A saga sequences local transactions across services and uses compensating actions to undo completed steps when a later step fails. Choreography uses event-driven handlers in each service, while orchestration uses a central coordinator or workflow engine to invoke and track steps. The skill covers idempotency, durable saga state, error classification, retry policies, and using message brokers with the outbox pattern to guarantee delivery.

When to use it

Workflows span multiple services and databases where ACID is impractical
You can accept eventual consistency instead of strong transactional guarantees
Each step can be reversed or compensated safely
You need higher availability and scalability than 2PC provides
You require observable, restartable long-running business processes

Best practices

Keep sagas short and focused; long-running sagas increase complexity
Design and implement idempotent compensating transactions for every step
Persist saga state and use correlation IDs to track progress across services
Classify errors as retryable or non-retryable and use exponential backoff
Use outbox pattern with a message broker and monitor DLQs and timeouts

Example use cases

E-commerce order processing: reserve inventory, authorize payment, create shipment with compensations to release inventory and void payment
Payment ledger flows: validate payment, record ledger entry, notify merchant with reversal as compensation
Booking systems: reserve resource, confirm payment, finalize booking with cancel/reserve-release compensation
Cross-service fulfillment: orchestrate warehouse, courier, and billing services with a workflow engine (Temporal/Camunda)

FAQ

When should I choose choreography over orchestration?

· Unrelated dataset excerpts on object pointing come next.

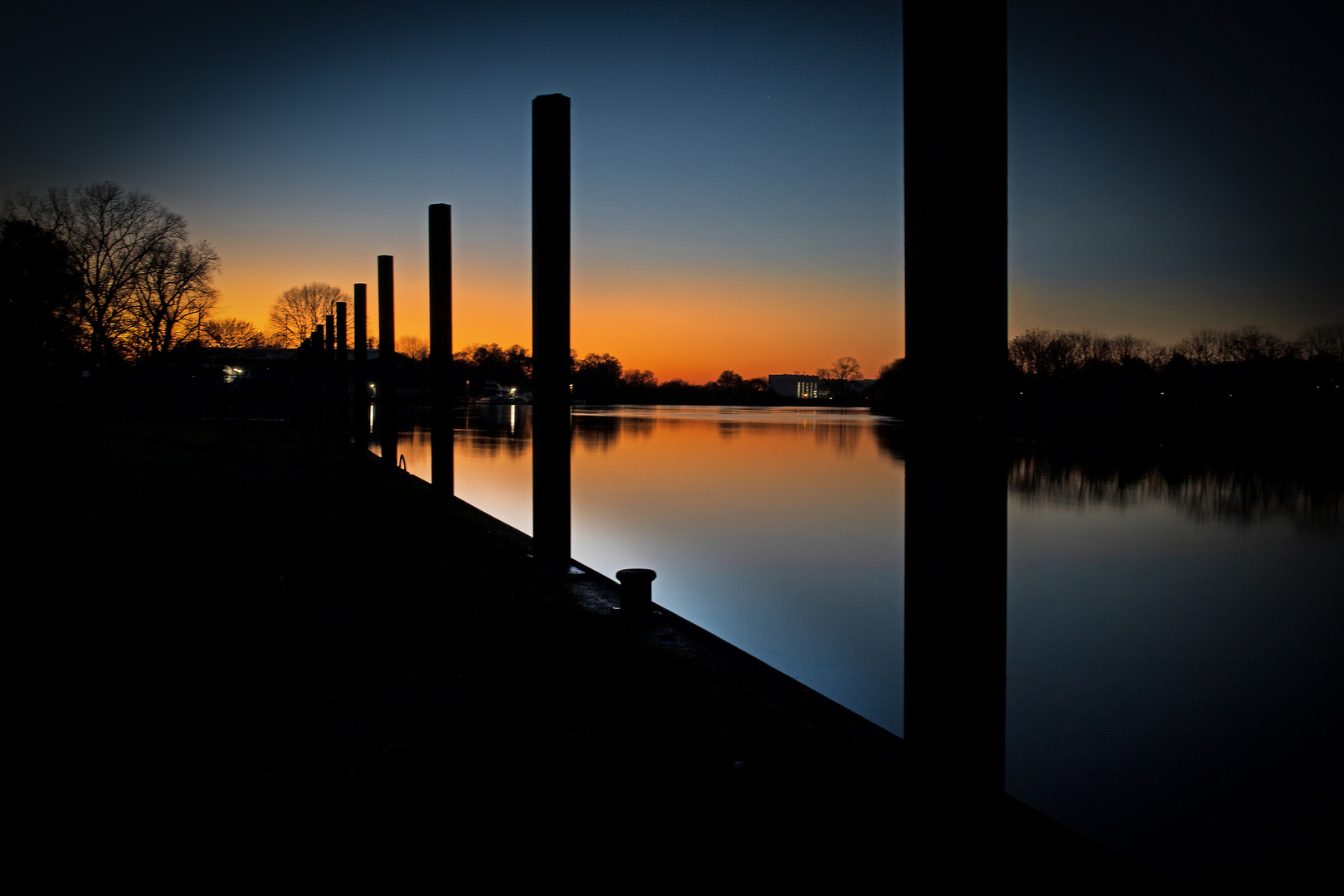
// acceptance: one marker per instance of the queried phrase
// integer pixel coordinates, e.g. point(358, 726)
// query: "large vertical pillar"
point(386, 362)
point(552, 331)
point(329, 356)
point(441, 344)
point(360, 363)
point(342, 368)
point(956, 153)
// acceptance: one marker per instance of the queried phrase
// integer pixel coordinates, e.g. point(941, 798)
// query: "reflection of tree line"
point(1231, 489)
point(494, 429)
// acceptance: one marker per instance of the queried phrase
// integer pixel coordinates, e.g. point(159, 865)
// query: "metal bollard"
point(636, 590)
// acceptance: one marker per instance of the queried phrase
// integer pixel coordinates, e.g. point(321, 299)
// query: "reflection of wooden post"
point(360, 373)
point(552, 331)
point(441, 344)
point(956, 151)
point(386, 363)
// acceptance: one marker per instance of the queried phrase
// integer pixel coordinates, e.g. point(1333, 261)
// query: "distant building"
point(796, 384)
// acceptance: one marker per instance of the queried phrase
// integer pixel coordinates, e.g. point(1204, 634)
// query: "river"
point(1174, 679)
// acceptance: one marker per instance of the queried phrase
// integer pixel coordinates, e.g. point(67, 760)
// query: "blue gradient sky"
point(737, 165)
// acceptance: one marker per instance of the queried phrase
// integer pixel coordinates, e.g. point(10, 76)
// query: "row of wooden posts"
point(550, 342)
point(956, 293)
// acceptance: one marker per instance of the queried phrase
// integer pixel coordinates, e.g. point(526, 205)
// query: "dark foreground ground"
point(256, 648)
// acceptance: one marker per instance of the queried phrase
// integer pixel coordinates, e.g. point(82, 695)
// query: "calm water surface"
point(1174, 637)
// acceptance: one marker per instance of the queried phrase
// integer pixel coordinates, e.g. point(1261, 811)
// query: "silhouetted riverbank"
point(240, 644)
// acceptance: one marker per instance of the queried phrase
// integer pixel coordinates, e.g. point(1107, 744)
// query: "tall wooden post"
point(956, 184)
point(441, 344)
point(386, 362)
point(342, 368)
point(360, 364)
point(552, 331)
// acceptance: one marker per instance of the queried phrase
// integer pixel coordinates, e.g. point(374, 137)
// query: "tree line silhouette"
point(1244, 386)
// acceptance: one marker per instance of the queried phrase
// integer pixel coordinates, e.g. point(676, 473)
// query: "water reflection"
point(1241, 492)
point(1174, 626)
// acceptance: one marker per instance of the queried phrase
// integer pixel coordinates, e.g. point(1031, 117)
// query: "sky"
point(737, 168)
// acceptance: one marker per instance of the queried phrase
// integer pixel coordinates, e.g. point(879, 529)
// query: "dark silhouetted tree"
point(138, 271)
point(230, 332)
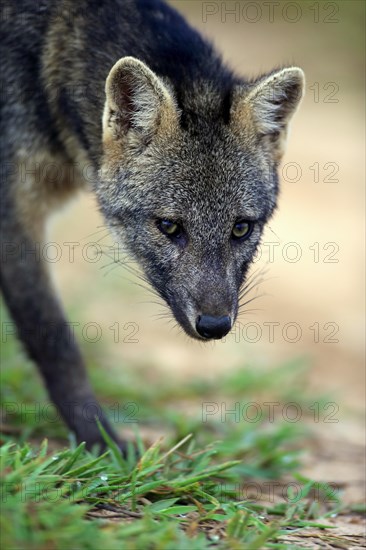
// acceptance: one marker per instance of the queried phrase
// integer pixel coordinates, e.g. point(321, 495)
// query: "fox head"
point(188, 185)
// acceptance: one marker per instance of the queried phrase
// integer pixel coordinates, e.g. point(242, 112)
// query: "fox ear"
point(269, 105)
point(138, 104)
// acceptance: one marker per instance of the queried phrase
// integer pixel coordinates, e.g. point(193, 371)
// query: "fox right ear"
point(267, 107)
point(138, 103)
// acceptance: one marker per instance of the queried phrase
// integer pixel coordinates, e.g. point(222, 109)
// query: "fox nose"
point(213, 327)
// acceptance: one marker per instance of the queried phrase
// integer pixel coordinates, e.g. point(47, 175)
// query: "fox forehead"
point(186, 183)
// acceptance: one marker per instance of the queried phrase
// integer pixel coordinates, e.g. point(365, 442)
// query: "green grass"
point(185, 491)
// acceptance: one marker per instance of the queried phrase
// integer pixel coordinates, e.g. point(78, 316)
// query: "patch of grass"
point(233, 484)
point(168, 499)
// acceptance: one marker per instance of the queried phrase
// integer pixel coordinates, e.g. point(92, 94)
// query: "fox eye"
point(170, 228)
point(242, 230)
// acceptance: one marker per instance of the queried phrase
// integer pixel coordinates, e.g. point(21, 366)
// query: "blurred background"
point(313, 249)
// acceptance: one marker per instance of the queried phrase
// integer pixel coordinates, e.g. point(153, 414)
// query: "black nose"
point(213, 327)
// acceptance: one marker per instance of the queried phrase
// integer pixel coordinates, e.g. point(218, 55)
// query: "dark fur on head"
point(205, 164)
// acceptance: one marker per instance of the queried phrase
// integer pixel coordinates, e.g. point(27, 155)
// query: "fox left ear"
point(138, 105)
point(269, 105)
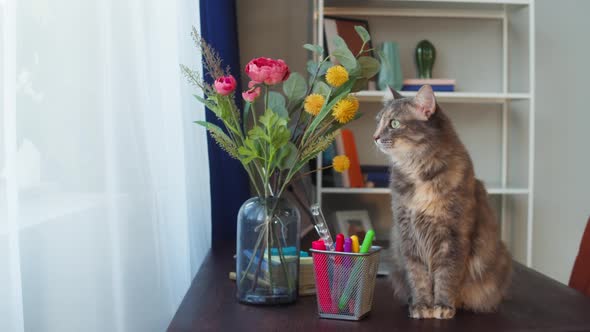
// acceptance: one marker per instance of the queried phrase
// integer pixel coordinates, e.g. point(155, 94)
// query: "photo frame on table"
point(344, 27)
point(353, 222)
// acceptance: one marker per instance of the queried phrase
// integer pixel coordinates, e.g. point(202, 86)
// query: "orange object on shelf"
point(354, 172)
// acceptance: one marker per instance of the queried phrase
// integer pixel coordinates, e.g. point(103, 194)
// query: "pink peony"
point(225, 85)
point(251, 94)
point(268, 71)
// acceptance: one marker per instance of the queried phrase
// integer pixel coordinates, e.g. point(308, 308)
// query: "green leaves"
point(314, 48)
point(221, 138)
point(287, 156)
point(342, 92)
point(295, 88)
point(369, 66)
point(321, 88)
point(363, 33)
point(276, 102)
point(312, 67)
point(343, 54)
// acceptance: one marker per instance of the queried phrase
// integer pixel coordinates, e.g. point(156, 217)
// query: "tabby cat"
point(446, 253)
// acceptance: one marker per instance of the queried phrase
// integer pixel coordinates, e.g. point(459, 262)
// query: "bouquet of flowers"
point(286, 121)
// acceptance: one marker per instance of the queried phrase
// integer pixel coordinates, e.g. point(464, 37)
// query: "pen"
point(367, 242)
point(322, 277)
point(338, 276)
point(355, 243)
point(348, 261)
point(321, 227)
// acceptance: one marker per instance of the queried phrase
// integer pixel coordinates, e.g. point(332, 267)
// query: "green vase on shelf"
point(390, 74)
point(425, 57)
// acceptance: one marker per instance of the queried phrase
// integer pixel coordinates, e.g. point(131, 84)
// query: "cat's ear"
point(425, 102)
point(394, 93)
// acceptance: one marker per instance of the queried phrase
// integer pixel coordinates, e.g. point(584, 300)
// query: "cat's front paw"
point(443, 312)
point(420, 311)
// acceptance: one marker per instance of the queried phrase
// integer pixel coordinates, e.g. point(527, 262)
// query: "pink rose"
point(268, 71)
point(251, 94)
point(225, 85)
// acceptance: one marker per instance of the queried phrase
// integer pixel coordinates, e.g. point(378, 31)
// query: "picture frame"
point(353, 222)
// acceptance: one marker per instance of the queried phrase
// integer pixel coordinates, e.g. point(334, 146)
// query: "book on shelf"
point(355, 177)
point(376, 176)
point(339, 142)
point(330, 178)
point(437, 84)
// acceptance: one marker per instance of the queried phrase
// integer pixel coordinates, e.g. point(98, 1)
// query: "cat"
point(446, 253)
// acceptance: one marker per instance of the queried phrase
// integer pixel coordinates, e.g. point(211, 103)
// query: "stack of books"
point(344, 144)
point(437, 84)
point(376, 176)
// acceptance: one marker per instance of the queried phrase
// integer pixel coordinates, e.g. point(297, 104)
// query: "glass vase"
point(267, 262)
point(390, 74)
point(425, 57)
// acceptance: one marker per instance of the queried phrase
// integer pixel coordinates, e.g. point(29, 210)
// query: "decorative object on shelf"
point(425, 57)
point(353, 222)
point(346, 29)
point(390, 74)
point(285, 123)
point(437, 84)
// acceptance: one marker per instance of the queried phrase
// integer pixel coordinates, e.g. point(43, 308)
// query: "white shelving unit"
point(499, 10)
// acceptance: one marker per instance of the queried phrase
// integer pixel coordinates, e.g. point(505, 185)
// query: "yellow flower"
point(340, 163)
point(313, 103)
point(336, 76)
point(345, 109)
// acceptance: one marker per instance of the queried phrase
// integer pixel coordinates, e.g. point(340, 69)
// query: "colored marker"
point(367, 242)
point(355, 243)
point(366, 246)
point(347, 245)
point(340, 242)
point(322, 278)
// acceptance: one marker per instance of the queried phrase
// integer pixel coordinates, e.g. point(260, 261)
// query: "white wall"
point(562, 182)
point(562, 177)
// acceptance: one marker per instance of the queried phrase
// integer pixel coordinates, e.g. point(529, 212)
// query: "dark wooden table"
point(536, 303)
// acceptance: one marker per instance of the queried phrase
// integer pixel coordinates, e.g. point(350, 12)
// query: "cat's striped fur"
point(444, 241)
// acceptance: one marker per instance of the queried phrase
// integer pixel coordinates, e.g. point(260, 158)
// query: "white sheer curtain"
point(104, 186)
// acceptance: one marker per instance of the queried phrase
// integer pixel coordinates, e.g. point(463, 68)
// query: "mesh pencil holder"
point(345, 282)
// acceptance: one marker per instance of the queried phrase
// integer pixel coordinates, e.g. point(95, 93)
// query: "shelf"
point(475, 9)
point(448, 97)
point(414, 12)
point(491, 191)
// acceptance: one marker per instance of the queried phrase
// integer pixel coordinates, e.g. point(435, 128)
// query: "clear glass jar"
point(268, 227)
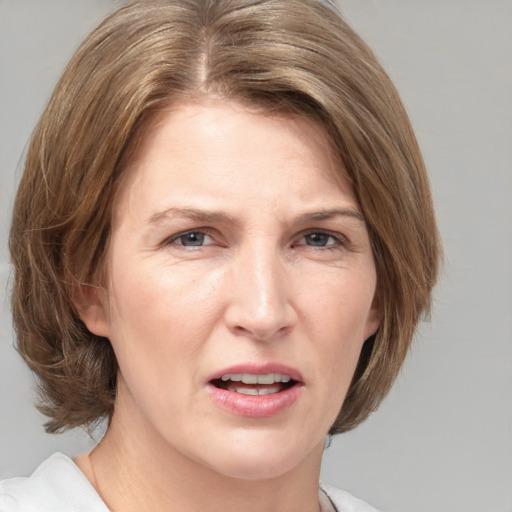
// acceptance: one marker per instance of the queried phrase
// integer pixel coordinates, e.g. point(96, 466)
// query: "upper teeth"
point(250, 378)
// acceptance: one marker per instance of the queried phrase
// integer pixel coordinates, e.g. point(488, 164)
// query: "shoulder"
point(344, 501)
point(57, 485)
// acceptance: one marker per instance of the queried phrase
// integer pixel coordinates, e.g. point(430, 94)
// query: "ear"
point(92, 307)
point(374, 317)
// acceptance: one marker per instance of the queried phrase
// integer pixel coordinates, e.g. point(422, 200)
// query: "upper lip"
point(258, 369)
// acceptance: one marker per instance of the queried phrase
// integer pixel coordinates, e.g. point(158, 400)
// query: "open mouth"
point(254, 384)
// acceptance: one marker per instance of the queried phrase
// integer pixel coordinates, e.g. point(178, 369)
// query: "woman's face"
point(240, 290)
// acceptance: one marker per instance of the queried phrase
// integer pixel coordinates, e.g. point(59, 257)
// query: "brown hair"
point(291, 56)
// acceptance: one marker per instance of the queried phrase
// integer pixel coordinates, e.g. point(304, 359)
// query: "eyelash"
point(339, 241)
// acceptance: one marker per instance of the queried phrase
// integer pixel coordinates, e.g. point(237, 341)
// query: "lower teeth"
point(268, 390)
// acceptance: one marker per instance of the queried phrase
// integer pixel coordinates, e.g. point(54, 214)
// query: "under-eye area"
point(251, 384)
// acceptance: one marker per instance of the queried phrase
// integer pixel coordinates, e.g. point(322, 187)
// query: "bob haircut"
point(284, 57)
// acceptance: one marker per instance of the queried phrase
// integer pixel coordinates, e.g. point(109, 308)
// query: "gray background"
point(442, 440)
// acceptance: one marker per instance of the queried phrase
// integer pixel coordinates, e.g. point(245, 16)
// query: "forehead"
point(223, 149)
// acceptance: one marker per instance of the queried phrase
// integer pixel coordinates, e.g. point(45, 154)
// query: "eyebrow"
point(217, 216)
point(329, 214)
point(192, 213)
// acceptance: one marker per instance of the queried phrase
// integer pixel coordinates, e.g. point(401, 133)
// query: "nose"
point(260, 304)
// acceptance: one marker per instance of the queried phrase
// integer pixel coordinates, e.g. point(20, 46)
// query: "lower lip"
point(255, 406)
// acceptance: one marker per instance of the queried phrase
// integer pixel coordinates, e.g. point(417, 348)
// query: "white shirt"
point(57, 485)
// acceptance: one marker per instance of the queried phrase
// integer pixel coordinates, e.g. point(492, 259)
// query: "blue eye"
point(320, 239)
point(192, 239)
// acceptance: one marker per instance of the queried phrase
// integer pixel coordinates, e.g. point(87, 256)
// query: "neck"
point(132, 473)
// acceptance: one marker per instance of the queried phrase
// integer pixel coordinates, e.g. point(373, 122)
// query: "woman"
point(222, 243)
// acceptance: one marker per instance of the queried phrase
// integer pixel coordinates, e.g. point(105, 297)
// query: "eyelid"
point(340, 238)
point(172, 239)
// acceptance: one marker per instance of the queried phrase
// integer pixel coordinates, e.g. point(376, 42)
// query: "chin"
point(259, 459)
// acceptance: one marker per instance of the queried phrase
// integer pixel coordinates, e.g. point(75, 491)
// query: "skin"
point(265, 280)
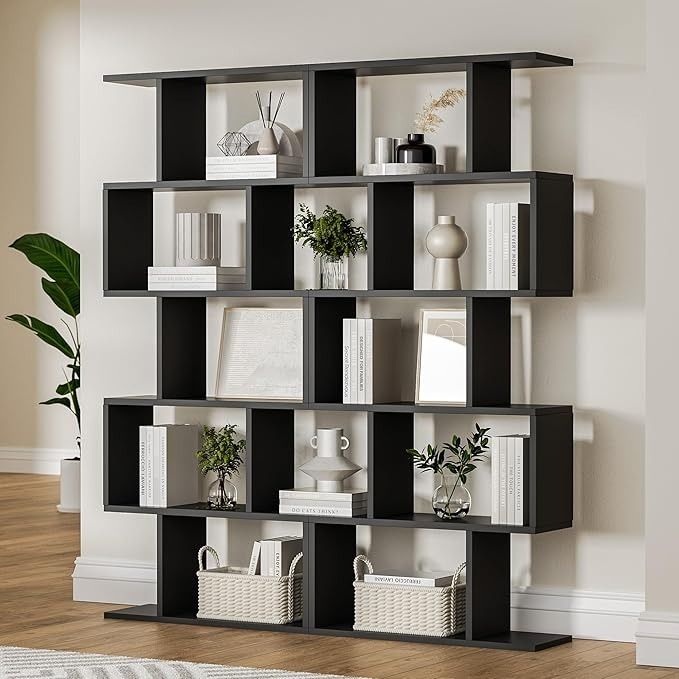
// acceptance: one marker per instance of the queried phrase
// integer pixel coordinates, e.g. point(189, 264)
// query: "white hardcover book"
point(354, 360)
point(321, 511)
point(505, 246)
point(346, 360)
point(497, 230)
point(253, 568)
point(502, 445)
point(369, 366)
point(490, 246)
point(495, 480)
point(312, 494)
point(418, 580)
point(360, 343)
point(511, 494)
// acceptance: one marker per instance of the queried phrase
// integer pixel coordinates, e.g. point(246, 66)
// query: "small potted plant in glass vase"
point(333, 238)
point(221, 452)
point(451, 498)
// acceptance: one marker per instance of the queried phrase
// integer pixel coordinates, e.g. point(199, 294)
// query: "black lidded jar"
point(415, 151)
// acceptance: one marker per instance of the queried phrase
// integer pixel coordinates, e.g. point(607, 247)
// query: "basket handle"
point(203, 550)
point(291, 584)
point(362, 558)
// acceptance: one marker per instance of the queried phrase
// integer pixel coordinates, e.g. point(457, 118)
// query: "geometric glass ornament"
point(234, 144)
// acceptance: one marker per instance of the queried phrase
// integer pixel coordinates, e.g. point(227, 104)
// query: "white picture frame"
point(261, 355)
point(441, 375)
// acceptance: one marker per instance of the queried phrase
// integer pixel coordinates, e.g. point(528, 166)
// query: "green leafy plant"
point(62, 266)
point(332, 235)
point(221, 451)
point(454, 457)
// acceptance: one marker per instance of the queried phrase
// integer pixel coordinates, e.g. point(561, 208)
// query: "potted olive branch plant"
point(452, 501)
point(221, 452)
point(333, 237)
point(62, 285)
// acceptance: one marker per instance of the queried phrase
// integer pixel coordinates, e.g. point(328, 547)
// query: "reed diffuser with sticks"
point(268, 144)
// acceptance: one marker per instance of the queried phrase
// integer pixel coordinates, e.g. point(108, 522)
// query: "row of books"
point(507, 246)
point(509, 478)
point(168, 472)
point(272, 557)
point(197, 278)
point(252, 167)
point(311, 502)
point(370, 352)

Choose choreography for simple, decoupled flows where services can react to events independently; choose orchestration for complex workflows requiring centralized control, visibility, retries, and easier state management.

How do I handle duplicate messages and retries?

Make all handlers idempotent using idempotency keys and deduplication by sagaId+stepId, persist state before side effects, and employ at-least-once delivery with careful retry/backoff policies.